= Didier Bigo =

French academic

Didier Bigo (born 31 August 1956) is a French academic from Lille and Professor of International Relations at King's College London and at Sciences Po, Paris. He has authored two books, Polices en réseaux. L'expérience européenne (1996) and Pouvoir et obéissance en Centrafrique (1988) and has been the editor for many others.

He co-founded, with R. B. J. Walker, the peer-reviewed academic journal, International Political Sociology and is the director of the French journal, Cultures et Conflits. He is considered one of the leading academics within the Paris School of security studies, and a founding figure of the International Political Sociology research programme.

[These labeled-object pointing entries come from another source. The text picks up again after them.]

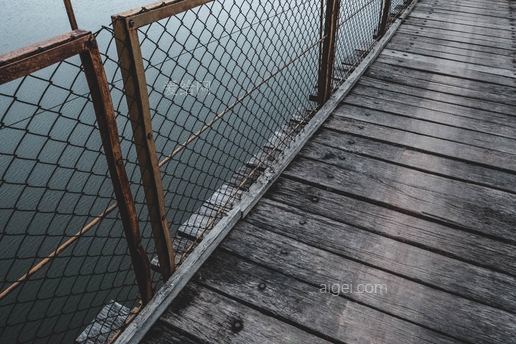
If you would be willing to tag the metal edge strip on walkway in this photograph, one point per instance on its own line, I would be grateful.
(142, 323)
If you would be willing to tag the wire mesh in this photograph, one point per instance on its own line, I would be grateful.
(55, 184)
(229, 85)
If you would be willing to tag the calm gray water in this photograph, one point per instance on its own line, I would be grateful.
(230, 59)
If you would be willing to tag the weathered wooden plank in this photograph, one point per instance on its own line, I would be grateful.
(137, 328)
(468, 38)
(484, 157)
(428, 127)
(494, 75)
(303, 304)
(442, 41)
(215, 318)
(488, 107)
(460, 27)
(416, 231)
(412, 158)
(475, 208)
(468, 10)
(461, 50)
(443, 83)
(417, 98)
(453, 54)
(453, 120)
(163, 333)
(458, 317)
(451, 18)
(491, 288)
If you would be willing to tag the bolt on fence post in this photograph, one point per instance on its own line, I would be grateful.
(384, 17)
(71, 15)
(327, 60)
(135, 86)
(106, 121)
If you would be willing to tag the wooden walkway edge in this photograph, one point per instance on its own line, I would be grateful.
(395, 219)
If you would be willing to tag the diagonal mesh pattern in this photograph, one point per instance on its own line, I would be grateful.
(55, 184)
(224, 80)
(229, 85)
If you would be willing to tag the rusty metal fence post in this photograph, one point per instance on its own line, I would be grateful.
(384, 18)
(28, 60)
(135, 86)
(326, 63)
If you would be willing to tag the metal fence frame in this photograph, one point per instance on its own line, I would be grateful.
(25, 61)
(83, 43)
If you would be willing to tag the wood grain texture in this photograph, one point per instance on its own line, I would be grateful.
(409, 157)
(305, 305)
(409, 185)
(216, 318)
(416, 231)
(479, 209)
(457, 317)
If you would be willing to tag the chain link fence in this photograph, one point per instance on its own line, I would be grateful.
(206, 96)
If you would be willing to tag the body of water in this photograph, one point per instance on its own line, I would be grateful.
(54, 177)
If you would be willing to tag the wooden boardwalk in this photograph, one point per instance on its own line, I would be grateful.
(404, 203)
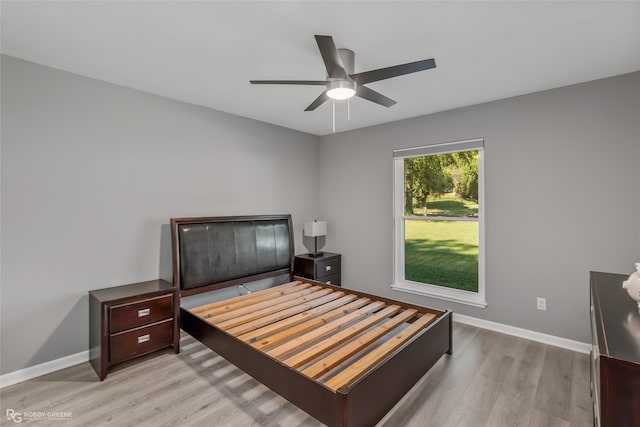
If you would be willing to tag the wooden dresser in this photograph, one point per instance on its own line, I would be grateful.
(129, 321)
(615, 361)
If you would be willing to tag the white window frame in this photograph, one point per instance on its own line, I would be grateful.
(476, 299)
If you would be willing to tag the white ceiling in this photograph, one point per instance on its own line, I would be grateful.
(206, 52)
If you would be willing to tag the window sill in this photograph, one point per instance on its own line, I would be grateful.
(446, 294)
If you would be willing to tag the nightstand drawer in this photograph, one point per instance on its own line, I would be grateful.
(127, 316)
(333, 279)
(327, 267)
(136, 342)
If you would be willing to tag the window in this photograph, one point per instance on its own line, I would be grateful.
(438, 236)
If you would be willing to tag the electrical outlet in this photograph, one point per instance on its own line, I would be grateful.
(542, 304)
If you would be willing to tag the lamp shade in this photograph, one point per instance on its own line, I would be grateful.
(315, 228)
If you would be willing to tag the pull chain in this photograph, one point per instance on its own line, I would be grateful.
(334, 116)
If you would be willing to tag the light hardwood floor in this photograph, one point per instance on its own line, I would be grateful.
(491, 380)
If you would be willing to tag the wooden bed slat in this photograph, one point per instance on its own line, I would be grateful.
(294, 320)
(308, 295)
(216, 317)
(303, 340)
(360, 366)
(283, 314)
(245, 299)
(223, 313)
(274, 340)
(324, 365)
(316, 350)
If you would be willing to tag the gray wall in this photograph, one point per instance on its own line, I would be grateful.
(562, 181)
(91, 172)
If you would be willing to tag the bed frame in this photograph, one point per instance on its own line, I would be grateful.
(323, 348)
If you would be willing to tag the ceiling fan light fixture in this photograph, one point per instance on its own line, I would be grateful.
(341, 89)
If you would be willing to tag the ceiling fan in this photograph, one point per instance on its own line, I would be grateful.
(343, 83)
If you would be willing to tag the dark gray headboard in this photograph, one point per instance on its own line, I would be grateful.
(216, 252)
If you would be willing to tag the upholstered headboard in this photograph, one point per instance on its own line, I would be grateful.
(216, 252)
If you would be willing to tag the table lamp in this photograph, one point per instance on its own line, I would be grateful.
(314, 229)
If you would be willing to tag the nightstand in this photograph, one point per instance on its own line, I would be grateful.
(325, 268)
(129, 321)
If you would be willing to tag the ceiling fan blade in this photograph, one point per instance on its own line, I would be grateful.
(289, 82)
(317, 102)
(373, 96)
(395, 71)
(331, 57)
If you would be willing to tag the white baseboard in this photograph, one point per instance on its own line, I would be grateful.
(578, 346)
(31, 372)
(64, 362)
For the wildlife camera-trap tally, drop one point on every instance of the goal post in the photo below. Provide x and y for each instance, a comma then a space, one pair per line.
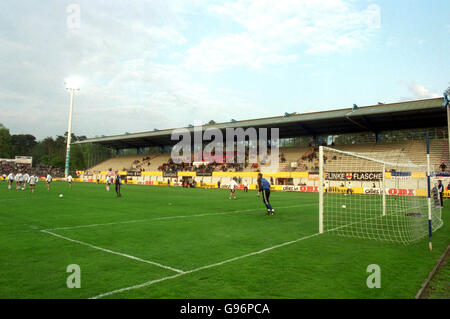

==Boundaries, Limits, Securities==
Bigo's work has profoundly impacted the study of borders and boundaries, especially where discussions of the 'field of security' and the security 'ban-opticon' are concerned. Speaking broadly, his work considers the functional and de-localized dimensions of state borders as they are practiced and enforced within and beyond the territorial jurisdictions of states. In assessing the link between security and borders, one author commends Bigo's work for "exploring the increasing intertwinement between internal and external security through an analysis of policing. Whereas formerly the realms of the police and the military had very little in common, Bigo points to the ways in which it is increasingly difficult to differentiate between the two. This does not lead to an erasure of the inside/outside distinction, however, but rather to its reworking."